Langkah ini juga merupakan bagian dari komitmen pemerintah daerah dalam menciptakan sistem pendidikan yang lebih inklusif, transparan, dan berkeadilan.
Tiga Jalur Utama dalam SPMB 2025
Dalam skema SPMB 2025, terdapat tiga jalur utama yang menjadi dasar penerimaan siswa baru untuk jenjang Sekolah Dasar (SD) dan Sekolah Menengah Pertama (SMP) di Kabupaten PPU, yakni:
1. Jalur Domisili
Jalur ini menjadi jalur utama dengan kuota penerimaan terbanyak. Calon peserta didik diseleksi berdasarkan jarak domisili yang tercantum dalam Kartu Keluarga (KK) dengan sekolah tujuan. Semakin dekat jaraknya, semakin besar peluang diterima.
2. Jalur Afirmasi
Jalur ini diperuntukkan bagi siswa dari keluarga kurang mampu yang dibuktikan dengan kepemilikan Kartu Indonesia Pintar (KIP), serta bagi kelompok rentan lainnya. Tujuannya adalah memberikan kesempatan yang adil bagi seluruh lapisan masyarakat dalam mengakses pendidikan berkualitas.
3. Jalur Mutasi
Jalur ini ditujukan bagi anak-anak dari keluarga yang orang tuanya mengalami perpindahan tugas ke wilayah Kabupaten PPU. Syaratnya, calon peserta didik telah berdomisili di PPU maksimal selama satu tahun. Bila masa tinggalnya lebih dari itu, maka siswa akan mengikuti seleksi melalui jalur domisili.
Selain ketiga jalur utama tersebut, disediakan pula jalur prestasi sebagai opsi tambahan apabila kuota sekolah belum terpenuhi. Jalur ini terbuka bagi siswa yang memiliki capaian akademik maupun non-akademik di tingkat lokal, regional, maupun nasional.
Transparansi dan Prinsip Keadilan Tetap Jadi Landasan
Disdikbud PPU menekankan bahwa perubahan terminologi dalam sistem penerimaan siswa ini tidak mengubah nilai-nilai fundamental yang selama ini dipegang teguh, yakni transparansi, inklusivitas, dan keadilan dalam akses pendidikan.

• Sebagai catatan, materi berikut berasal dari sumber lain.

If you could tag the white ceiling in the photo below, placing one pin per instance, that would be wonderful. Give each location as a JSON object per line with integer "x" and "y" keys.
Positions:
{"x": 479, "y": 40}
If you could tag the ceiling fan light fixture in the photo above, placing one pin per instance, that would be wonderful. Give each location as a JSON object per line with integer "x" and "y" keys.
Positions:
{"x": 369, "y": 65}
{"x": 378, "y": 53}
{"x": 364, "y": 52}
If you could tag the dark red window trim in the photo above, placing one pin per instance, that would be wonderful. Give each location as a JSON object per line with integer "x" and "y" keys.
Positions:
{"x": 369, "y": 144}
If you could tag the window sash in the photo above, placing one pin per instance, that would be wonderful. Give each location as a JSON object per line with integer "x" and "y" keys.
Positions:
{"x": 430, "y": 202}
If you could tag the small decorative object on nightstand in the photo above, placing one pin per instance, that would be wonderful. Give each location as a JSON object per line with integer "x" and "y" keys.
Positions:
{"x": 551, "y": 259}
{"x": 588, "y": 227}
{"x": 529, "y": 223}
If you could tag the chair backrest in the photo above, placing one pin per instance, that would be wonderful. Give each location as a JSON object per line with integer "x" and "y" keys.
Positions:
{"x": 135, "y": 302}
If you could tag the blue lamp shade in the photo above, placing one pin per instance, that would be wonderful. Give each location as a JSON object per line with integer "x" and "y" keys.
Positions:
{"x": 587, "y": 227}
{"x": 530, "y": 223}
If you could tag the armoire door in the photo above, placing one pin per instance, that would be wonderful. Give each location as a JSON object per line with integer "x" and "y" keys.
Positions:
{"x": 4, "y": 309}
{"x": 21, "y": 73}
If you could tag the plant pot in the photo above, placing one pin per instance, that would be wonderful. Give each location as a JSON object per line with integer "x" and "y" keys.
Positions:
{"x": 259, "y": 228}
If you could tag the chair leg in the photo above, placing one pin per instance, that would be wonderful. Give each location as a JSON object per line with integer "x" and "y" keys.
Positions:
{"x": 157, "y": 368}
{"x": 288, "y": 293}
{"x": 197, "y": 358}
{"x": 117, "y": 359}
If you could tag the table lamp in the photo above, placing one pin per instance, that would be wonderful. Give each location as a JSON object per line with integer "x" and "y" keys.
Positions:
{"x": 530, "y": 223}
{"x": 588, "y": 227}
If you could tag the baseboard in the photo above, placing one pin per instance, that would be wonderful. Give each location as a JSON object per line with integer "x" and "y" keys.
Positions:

“Perubahan nama bukan berarti perubahan prinsip. Sistem SPMB tetap menjunjung tinggi asas keadilan, transparansi, dan keterbukaan akses pendidikan bagi seluruh warga PPU,” tegas Suharti.
Pihaknya juga memastikan bahwa seluruh proses seleksi akan dilakukan secara terbuka, dengan melibatkan partisipasi publik melalui pengawasan dan informasi yang dapat diakses masyarakat secara daring maupun luring.
Komitmen Membangun Pendidikan Responsif dan Merata
Kebijakan transformasi sistem PPDB menjadi SPMB ini merupakan bagian dari upaya jangka panjang Pemerintah Kabupaten PPU untuk menciptakan sistem pendidikan yang adaptif, responsif, dan mampu mengakomodasi kebutuhan masyarakat lintas wilayah.
“Kami berharap masyarakat menyambut baik sistem ini. Ini adalah bagian dari upaya kita bersama untuk membangun pendidikan PPU yang berkualitas, adil, dan menjawab kebutuhan zaman,” tutup Suharti.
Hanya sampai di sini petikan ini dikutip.